In every case we are in the presence of a variegated ensemble of democratic regimes. In each of them, a significant part of the public opinion supports these measures, while an eloquent international silence is the response to these—and many other—examples. However, fundamental issues arise regarding the limits these democracies have or accept in their fight against terrorism; before whom, how and when do they explain their increasingly repressive forceful actions; and when will it be possible to say that these democracies feel safe and that they will revitalize full public liberties.
An embryonic authoritarianism—or what is relatively the same thing, the specter of a democratic regression—seems to be pervading the international system. This might, without a doubt, seriously undermine democracies in the center and the periphery, the oldest and the youngest ones, the presumably consolidated and the very fragile ones.
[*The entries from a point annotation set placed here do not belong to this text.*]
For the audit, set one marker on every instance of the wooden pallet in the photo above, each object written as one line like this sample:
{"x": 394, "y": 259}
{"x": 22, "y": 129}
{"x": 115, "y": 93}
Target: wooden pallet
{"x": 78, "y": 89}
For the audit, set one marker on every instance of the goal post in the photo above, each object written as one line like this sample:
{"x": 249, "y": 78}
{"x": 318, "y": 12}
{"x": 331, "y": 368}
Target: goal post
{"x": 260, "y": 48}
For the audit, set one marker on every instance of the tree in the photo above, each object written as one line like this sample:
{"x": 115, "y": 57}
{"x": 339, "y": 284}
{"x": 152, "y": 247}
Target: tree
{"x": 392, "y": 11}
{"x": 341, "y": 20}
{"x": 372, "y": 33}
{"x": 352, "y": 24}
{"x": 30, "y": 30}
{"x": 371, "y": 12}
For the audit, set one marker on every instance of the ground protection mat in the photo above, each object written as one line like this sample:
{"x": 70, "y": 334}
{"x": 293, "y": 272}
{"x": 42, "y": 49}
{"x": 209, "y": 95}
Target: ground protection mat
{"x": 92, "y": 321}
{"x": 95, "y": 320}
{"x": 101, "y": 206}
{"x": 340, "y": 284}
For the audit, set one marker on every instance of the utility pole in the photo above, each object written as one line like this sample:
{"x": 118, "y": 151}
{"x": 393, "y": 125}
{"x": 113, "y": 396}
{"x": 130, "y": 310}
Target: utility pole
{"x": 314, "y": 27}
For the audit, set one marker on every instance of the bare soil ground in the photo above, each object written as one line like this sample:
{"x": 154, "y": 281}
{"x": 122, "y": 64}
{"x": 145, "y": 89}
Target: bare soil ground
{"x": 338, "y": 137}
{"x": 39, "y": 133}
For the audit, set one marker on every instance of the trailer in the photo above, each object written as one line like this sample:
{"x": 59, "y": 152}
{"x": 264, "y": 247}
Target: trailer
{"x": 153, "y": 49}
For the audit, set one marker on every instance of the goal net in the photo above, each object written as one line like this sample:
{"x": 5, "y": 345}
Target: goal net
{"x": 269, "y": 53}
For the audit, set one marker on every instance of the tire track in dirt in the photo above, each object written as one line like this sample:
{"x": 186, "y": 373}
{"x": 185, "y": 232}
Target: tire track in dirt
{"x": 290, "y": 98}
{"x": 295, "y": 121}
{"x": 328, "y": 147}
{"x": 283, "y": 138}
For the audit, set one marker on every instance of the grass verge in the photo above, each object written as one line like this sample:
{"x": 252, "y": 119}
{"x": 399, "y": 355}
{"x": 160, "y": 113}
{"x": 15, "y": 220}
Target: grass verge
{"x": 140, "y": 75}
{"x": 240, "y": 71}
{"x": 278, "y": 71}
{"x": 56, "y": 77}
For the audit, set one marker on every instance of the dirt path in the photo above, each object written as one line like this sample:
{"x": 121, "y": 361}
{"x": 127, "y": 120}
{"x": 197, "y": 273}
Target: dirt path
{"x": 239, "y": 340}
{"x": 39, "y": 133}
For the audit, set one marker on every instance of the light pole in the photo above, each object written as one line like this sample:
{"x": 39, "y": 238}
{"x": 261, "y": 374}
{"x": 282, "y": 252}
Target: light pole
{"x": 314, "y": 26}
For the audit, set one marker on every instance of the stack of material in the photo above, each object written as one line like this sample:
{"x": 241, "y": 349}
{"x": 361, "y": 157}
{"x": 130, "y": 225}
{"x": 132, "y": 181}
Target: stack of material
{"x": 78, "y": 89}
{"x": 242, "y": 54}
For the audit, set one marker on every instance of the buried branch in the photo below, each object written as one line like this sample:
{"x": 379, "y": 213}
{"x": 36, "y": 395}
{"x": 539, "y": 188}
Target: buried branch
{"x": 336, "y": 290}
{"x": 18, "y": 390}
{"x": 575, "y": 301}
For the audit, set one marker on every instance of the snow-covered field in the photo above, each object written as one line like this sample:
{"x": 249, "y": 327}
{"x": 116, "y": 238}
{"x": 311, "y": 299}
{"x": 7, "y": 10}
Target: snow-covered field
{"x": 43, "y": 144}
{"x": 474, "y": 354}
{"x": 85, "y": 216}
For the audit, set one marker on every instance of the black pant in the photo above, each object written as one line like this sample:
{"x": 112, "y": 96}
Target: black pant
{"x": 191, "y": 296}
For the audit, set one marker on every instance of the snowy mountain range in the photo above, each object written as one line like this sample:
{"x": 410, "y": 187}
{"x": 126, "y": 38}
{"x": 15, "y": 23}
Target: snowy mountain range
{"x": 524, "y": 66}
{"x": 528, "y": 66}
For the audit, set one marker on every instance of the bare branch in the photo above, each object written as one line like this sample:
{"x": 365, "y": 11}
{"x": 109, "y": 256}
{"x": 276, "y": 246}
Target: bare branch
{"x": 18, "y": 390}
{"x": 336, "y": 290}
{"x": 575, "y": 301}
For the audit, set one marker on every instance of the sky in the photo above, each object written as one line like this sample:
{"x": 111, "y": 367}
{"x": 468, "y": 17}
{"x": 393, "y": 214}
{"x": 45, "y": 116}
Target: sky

However, this relative retraction of the democratizing dynamics has not entailed the end of the impulses in favor of greater democratization. New practices in the articulation of international civil society and new ways of amalgamating the efforts of emerging countries reflect a movement that strives for more and better democracy. These democratizing claims may—as has occurred in other historical moments—be channeled or constrained. The spaces to advance along these lines seem to be narrower than they were at the beginning of the Post-Cold War period, and the viability of their materialization seems to demand prudence and creativity. The democratizing flame has extended to the whole planet, but its full and profound expression confronts today great obstacles and a considerable number of enemies. Instead of a new ´coalition of the willing´ organized to attack another country in the periphery, there is a need of a coalition of the vulnerable between peoples in both the central nations and the peripheral areas: this is, in all of its dramatic dimension, the scope of the current challenge for democracy to survive and extend.